Most of the three Punk Britannia documentaries had footage I’d seen many times before and anecdotes I was very familiar with. This is not a criticism of the show but of my own punk new wave obsessiveness. Grundy, Winter of Discontent rubbish bags in Leicester Square, Jubilee riverboat arrests, Ever Get the Feeling You’ve Been Cheated?  All the punk wave tick boxes were ticked. But I was still glued to the screen.

John Lydon is now the opposite of what he was in 1977, all too willing to laugh and joke and talk about his ‘art’. It was great to see Bruce Gilbert and Colin Newman talking about how radio completely ignored Wire despite the press being all over them.

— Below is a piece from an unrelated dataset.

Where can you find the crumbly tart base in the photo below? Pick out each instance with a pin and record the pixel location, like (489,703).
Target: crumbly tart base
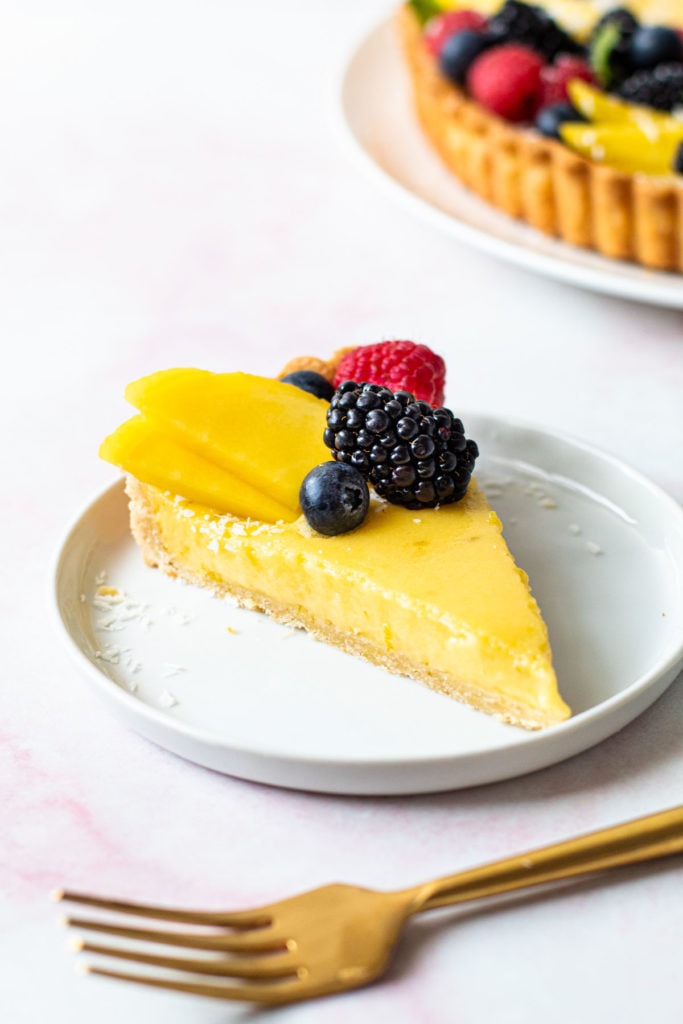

And what an amazing anecdote from Gang Of Four whose At Home He’s a Tourist was scheduled for Top of the Pops as long as they changed the line ‘And the rubbers you hide in your top left pocket.’ The BBC (yes, them again!) didn’t want a ‘disgusting’ word like rubbers on a family show. The band suggested changing it to ‘packets’ but the producers said it would have the same meaning. In the end the band jettisoned the show and another group whose single had stalled at the same chart position for two weeks were given a slot in their place. Sultans of Swing subsequently started climbing back up the charts and Dire Straits’ career was made.

Punk was great for career failure. The other documentary from the season I caught up with this week was We Who Wait, the TV Smith documentary. Again, you can imagine the Radio One playlist meetings after The Adverts had had their heyday. Lee Travis would have been less inclined to allow democracy than the Burmese authorities. But the documentary managed to be completely life affirming. TV - or Tim - Smith came up from Devon with his girlfriend Gaye and they reinvented themselves as punks. Gaye went on to become the female punk icon a year before Debbie Harry and the band signed to the punk label Stiff and toured with punk icons The Damned. (Best tour poster of all time incidentally) Within months they were on Top of The Pops and in the charts. Their debut album Crossing The Red Sea with The Adverts is now acknowledged as a classic. Actually, I’d argue that it’s quite flawed having gone back and listened to it again this week. Despite what luminaries like Jon Savage say, half of it is great tunes, all of it great words but somehow it doesn’t hang together as a whole.

After that it was pretty much downhill all the way for TV Smith. The band went through a Spinal Tap sized list of drummers, made a decent follow up that was given the worst sleeve of all time by RCA, split up, all the subsequent bands he formed failed and he spent the 80s on the dole. However all through this Gaye stuck by him, despite having given up music right after the Adverts split. She is interviewed throughout the documentary and comes across as the perfect partner: intelligent, supportive, full of humour and empathy. No wonder Smith managed to stick it out. Like the song and title of the documentary, he waited and when Atilla The Stockbroker (I know, I know) suggested he just go out and play on his own, sans band his career transformed. He now runs everything himself, plays all over the world to an ever growing crowd of devotees and appears completely artistically satisfied. Living proof that following your dream can eventually come good. 

No doubt Aung San Suu Kyi would have something to say about that.